Griliches also published important works on econometrics, including distributed lags (time series) and aggregation. He was particularly interested in the measurements of hidden variables.

Griliches served as president of the Econometric Society in 1975 and as president of the American Economic Association in 1993. From 1969 to 1977, he was one of the editors of the journal Econometrica. He served on the Stigler Commission in 1961 and the Boskin Commission in 1996, both of which were convened by the United States Senate to evaluate the measurement of inflation.

In 1965, Zvi Griliches won the prestigious John Bates Clark Medal. He was elected to the American Academy of Arts and Sciences in 1965 and to the National Academy of Sciences in 1975. He was also elected Distinguished Fellow of the American Economic Association, Fellow of the Econometric Society, Fellow of the American Statistical Association, Fellow of the American Association for the Advancement of Science, and Fellow of the American Agricultural Economics Association. He died on November 4, 1999, in Cambridge, Massachusetts.

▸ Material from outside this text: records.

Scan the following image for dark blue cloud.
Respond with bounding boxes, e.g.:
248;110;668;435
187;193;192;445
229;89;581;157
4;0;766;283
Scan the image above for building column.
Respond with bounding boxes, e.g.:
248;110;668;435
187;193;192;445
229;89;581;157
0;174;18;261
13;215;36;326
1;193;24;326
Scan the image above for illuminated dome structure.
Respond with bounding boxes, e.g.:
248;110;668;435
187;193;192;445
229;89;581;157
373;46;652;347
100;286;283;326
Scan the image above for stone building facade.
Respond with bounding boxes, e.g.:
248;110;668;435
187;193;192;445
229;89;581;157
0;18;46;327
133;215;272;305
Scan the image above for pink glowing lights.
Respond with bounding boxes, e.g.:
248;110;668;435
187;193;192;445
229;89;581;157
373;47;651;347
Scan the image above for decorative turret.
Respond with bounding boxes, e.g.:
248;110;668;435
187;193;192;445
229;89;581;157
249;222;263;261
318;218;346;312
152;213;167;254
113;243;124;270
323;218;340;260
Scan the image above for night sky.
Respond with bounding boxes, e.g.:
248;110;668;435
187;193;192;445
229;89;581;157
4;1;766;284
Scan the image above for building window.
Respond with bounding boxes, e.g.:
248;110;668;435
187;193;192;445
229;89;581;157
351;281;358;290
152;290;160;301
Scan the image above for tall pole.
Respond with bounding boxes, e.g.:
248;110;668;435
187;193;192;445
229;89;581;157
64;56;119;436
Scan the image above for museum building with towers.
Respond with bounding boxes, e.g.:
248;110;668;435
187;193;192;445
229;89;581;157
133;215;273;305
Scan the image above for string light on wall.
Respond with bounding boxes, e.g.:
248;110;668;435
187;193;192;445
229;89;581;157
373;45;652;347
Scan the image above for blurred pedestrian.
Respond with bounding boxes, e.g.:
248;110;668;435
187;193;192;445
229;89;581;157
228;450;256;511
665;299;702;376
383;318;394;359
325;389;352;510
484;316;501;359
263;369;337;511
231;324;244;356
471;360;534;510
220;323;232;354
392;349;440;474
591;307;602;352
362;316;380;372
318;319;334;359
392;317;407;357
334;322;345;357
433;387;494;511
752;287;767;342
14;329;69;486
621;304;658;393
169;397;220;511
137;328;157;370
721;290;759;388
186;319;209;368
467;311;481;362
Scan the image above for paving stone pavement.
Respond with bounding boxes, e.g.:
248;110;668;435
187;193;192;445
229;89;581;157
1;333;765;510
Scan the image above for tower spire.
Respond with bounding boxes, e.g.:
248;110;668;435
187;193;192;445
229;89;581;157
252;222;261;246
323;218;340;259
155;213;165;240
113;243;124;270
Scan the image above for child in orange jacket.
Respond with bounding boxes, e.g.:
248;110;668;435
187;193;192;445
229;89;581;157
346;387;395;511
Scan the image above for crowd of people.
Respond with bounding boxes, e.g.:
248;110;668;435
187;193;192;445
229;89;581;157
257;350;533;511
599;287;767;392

==Memorials and tributes ==
The Zvi Griliches Research Data Center was established in his memory at the Samuel Neaman Institute for Advanced Studies in Science and Technology in Israel. The Zvi Griliches Excellence Award was established by the Economics Education and Research Consortium (EERC) in Russia and other former Soviet Union countries.

The Zvi Griliches Research Seminar in the Economics of Innovation was held by the Barcelona Graduate School of Economics to promote interactions between academic researchers, innovation policy practitioners, statistical office analysts and Ph.D. students with a general interest in analyzing technological innovation from an economic point of view.

In 2001, in memory of Zvi Griliches, the International Advisory Board of the New Economic School, with full approval by the entire NES community, decided to establish an annual series of lectures in economics. "The Zvi Griliches Memorial Lectures" are presented by leading scholars and open to everyone.

==Bibliography==
- Diamond, Arthur M., Jr. "Zvi Griliches's Contributions to the Economics of Technology and Growth." Economics of Innovation and New Technology 13, no. 4 (June 2004): 365–97.